Challenges in the Management of AKI in Severe Malaria

Children with severe malaria have multiple exposures to AKI risk factors that put them at heightened risk of AKI, and therefore clinicians should have a high index of suspicion of AKI in children admitted with severe malaria. Failure to measure kidney function in patients with an increased risk for AKI results in missed opportunities to intervene and mitigate worsening kidney function and lead to disease progression that requires more aggressive therapy and heightened mortality.99,100 In addition to effective antimalarial therapy, the provision of appropriate supportive treatment is critical for survival, including correction of hypoglycemia, transfusion for children with severe anemia, oxygen for children with hypoxemia, and fluid administration for children with dehydration or hypovolemia. The KDIGO guidelines provided a framework for managing pediatric patients who are at risk or have developed AKI (Figure 2).21 Given the limitations in resources and expertise in LMIC facilities and the heterogeneity between healthcare centers in these settings, providers face significant challenges in achieving these recommendations.

Figure 2

The KDIGO-bundle of treatment measures in patients at risk of AKI and across AKI stages with interventions ranked in importance from top to bottom. The KDIGO-bundle centers on avoiding nephrotoxic substances, optimizing volume status, maintaining normoglycemia, and regular monitoring of serum creatinine and urine output. In malaria endemic areas, there is widespread heterogeneity in access to services across health facilities. Although the KDIGO-bundle of treatment measures will vary based on whether the setting is a specialized hospital or a resource-constrained lower level healthcare facility, components can be adapted across all resource settings. Notes:Reprinted from: Kidney Disease: Improving Global Outcomes (KDIGO) Acute Kidney Injury Work Group. KDIGO Clinical Practice Guideline for Acute Kidney Injury. Kidney International Supplements. 2012;2(1):1–138.21 Copyright © 2012 KDIGO, with permission from Elsevier.
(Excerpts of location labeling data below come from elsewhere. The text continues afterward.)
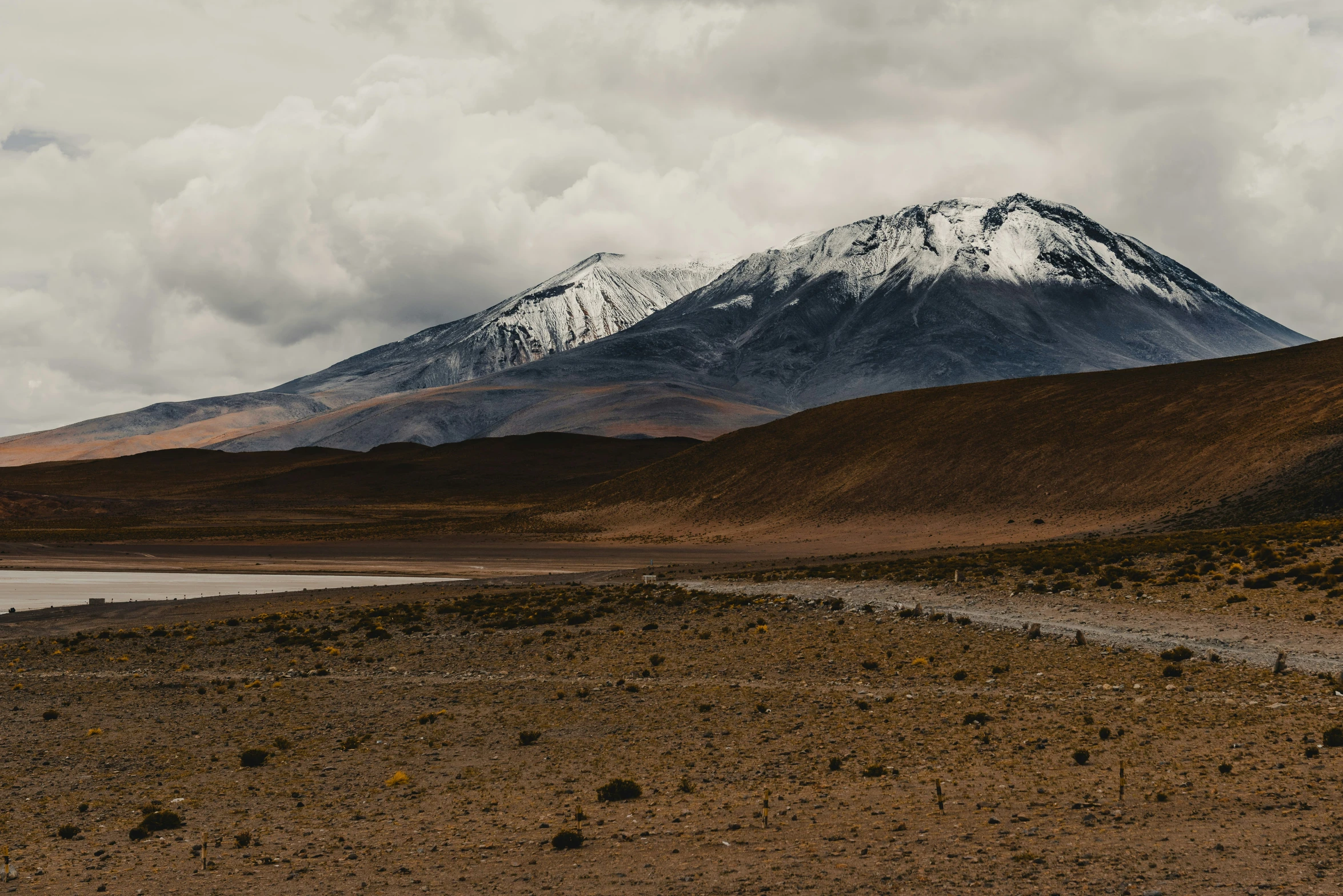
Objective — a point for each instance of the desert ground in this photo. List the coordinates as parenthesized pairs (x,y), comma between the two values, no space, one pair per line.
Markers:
(789,726)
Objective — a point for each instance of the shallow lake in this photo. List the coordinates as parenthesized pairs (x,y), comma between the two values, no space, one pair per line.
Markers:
(39,589)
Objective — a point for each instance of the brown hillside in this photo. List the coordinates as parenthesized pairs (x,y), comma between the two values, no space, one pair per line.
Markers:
(186,488)
(1224,438)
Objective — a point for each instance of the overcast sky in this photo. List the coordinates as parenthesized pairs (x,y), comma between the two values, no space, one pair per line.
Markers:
(203,198)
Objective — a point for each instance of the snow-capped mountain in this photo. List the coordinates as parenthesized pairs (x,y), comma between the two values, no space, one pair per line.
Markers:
(956,292)
(599,296)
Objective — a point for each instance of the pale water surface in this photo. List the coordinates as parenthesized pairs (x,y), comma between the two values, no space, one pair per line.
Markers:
(38,589)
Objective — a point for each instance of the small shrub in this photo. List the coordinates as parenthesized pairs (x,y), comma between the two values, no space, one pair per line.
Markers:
(567,840)
(253,758)
(164,820)
(617,790)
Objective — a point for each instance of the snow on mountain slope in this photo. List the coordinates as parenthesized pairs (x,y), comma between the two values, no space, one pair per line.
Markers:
(599,296)
(957,292)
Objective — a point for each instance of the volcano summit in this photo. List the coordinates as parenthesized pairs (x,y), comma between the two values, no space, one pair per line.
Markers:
(957,292)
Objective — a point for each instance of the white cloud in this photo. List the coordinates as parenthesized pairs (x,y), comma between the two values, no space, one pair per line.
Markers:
(223,230)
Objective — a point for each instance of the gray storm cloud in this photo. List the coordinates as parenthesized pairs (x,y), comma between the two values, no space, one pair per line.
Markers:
(239,217)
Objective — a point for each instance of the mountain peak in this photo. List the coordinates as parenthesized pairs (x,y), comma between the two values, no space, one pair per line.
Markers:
(1017,239)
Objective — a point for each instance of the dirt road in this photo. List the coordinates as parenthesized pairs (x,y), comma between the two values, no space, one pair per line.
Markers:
(1315,646)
Nephrotoxic Agents and Drug Dosing

In sub-Saharan Africa, nephrotoxic medications are commonly administered in hospitalized children with the widespread use of aminoglycoside antibiotics and non-steroidal anti-inflammatory medications. Unregulated antibiotic use in the private sector,101 widespread self-medication, and use of traditional medicines may lead to nephrotoxic exposure in the community that may exacerbate underlying delays in seeking care. A systematic review of AKI in African children identified nephrotoxins in 16% of pediatric AKI.62 Traditional herbal remedies or toxins can also contribute to AKI.9,62 In children with severe malaria, non-essential nephrotoxic medications should be discontinued in children at risk of AKI. Challenges occur when each health center’s formulary may be limited in scope and may vary with medication shortages, making it challenging for providers to switch to less nephrotoxic agents when a patient is identified to be at risk or to have developed AKI. Further, clinical pharmacists are not widely available to assist with drug dosing to reduce the nephrotoxic burden. Nevertheless, increased awareness regarding AKI frequency and the importance of avoiding nephrotoxic medications may lead to substantial reductions in worsening or hospital-acquired AKI.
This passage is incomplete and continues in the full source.